Mr Stewart, who headed a four-man team appointed by the FA to examine the brawl which followed United's match at Stamford Bridge last April, is aware of this latest twist. Though he declined to comment and add further fuel to the fire yesterday, he is understood to be exasperated by the way Ferguson has interpreted things.

Ferguson's response is predictable though, to judge by the way he and United feel about the way the whole Evra scandal was dealt with – and particularly the FA's decision to publish them in full before Evra had decided not to appeal against it.

The 28-page commission report found heavily in favour of Chelsea, claiming that the evidence of Ferguson's fitness coach Tony Strudwick was "exaggerated and unreliable". The commission said Ferguson's assistant, Mike Phelan, "particularly did not impress us" with his allegation that Evra had been racially abused. The statements of Phelan and the United goalkeeping coach Richard Hartis were riddled with inconsistency which "cast serious doubt on the reliability of their overall evidence", it ruled.

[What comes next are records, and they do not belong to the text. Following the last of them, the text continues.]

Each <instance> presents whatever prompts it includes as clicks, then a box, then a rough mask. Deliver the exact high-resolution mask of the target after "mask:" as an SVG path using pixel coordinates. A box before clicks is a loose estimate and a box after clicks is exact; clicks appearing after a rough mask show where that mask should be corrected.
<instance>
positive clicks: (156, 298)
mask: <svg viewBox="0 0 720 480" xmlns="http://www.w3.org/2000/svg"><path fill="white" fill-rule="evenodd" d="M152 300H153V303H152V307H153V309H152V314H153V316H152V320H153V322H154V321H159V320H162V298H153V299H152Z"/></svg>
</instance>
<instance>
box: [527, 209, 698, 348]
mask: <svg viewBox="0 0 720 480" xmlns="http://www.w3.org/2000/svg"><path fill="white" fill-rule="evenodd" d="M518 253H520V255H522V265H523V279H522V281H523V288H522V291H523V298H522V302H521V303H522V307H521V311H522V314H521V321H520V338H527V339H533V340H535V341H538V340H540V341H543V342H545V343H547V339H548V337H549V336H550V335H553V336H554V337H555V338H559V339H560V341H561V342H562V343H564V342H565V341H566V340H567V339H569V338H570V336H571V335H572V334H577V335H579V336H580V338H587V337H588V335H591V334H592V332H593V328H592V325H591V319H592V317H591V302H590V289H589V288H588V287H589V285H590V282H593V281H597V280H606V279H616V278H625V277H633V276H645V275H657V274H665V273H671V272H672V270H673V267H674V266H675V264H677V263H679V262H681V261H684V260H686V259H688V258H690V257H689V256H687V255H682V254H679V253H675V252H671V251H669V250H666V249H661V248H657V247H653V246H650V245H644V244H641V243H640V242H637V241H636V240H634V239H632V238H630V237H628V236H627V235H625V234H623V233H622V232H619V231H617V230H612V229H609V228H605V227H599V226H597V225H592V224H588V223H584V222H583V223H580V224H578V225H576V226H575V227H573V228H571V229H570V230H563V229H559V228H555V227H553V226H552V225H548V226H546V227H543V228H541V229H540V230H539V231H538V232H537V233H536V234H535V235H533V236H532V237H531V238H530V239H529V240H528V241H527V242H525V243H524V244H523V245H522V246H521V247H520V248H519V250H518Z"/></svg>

United declared Evra's four-match ban as "a very poor decision" and "unduly harsh", but decided not to appeal and instead be bound by the rules of the FA.

The decision to remove a section of his programme notes will surprise many who consider Ferguson to enjoy autocratic power at Old Trafford. Far from it where the notes are concerned. At least two levels of management view them before they reach Gill.

Ferguson still managed to get some of his views on Evra into the programme. "I am shocked by the four-match ban handed out to Patrice following the incident at Stamford Bridge that saw him at odds with one of their groundsman," was all that remained. "It's gone now of course." Evra returned to action on Sunday and supplied the second goal.